La infanta Isabel pensó en la sorpresa de cumpleaños que le había preparado con tanto esmero; aquella poesía que encargó al gran literato Gómez Manrique, el que años después se convertiría en uno de sus grandes consejeros, y que decía así:

Dios te quiera hacer tan bueno
que excedas a los pasados
en triunfos y victorias.
Y en grandeza temporal
tu reinado sea tal
que merezcas ambas glorias:
la terrena y celestial.

El dolor de la infanta Isabel era inmenso pero contenía su llanto porque la familia real no debía mostrar en público sus sentimientos. Ocultar las emociones engrandecía a los reyes.

Días después, doña Beatriz de Bobadilla corría asustada a la alcoba de la infanta Isabel. La impaciencia por contarle las novedades hacía que corriera tan deprisa que a punto estuvo de caer por tierra, hasta en dos ocasiones. Pero ¡qué le importaba lastimarse cuando la vida de su amiga Isabel estaba en peligro! Debía avisarle de las novedades; había dudas de que su hermano Alfonso hubiera fallecido de muerte natural. El médico que había examinado su cadáver no había encontrado señal alguna de pestilencia.

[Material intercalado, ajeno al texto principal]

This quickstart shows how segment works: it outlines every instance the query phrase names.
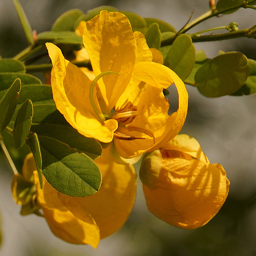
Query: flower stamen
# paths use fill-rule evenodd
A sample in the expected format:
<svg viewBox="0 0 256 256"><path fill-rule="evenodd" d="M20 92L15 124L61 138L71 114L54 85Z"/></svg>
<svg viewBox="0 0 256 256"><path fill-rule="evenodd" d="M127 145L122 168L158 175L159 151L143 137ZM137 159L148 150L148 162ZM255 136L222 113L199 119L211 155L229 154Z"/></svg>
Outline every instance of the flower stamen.
<svg viewBox="0 0 256 256"><path fill-rule="evenodd" d="M145 138L140 138L138 137L130 136L123 133L118 133L118 132L114 132L114 136L120 140L134 140L138 139L144 139Z"/></svg>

La infanta debía estar prevenida porque si habían atentado contra su hermano también podrían hacerlo contra ella. La angustia sacudió su cuerpo y trató de acelerar sus pies.

Al fin alcanzó la puerta de la alcoba real y, haciendo caso omiso del protocolo, la abrió con violencia. En ese momento, lo que vio le paralizó la respiración. La infanta Isabel estaba sentada en una silla, la piel lívida, los labios cerúleos, el cuerpo rígido, los puños cerrados, la mirada fija perdida en la nada.

Doña Beatriz de Bobadilla soltó el pomo de la puerta y abandonó la alcoba. Debía buscar ayuda. Las lágrimas luchaban por nacer, pero ella las abortaba, preocupada de que la humedad de sus ojos la hiciera tropezar.

La Providencia quiso que hacia allí se encaminaran corriendo don Gonzalo Chacón y don Gutierre de Cárdenas. Era impropio de dos caballeros desplazarse con paso tan presuroso por los corredores de palacio, pero doña Beatriz no se detuvo a pedirles explicaciones y les gritó con el rostro desencajado y casi sin aliento:

—¡La infanta Isabel ha sido envenenada!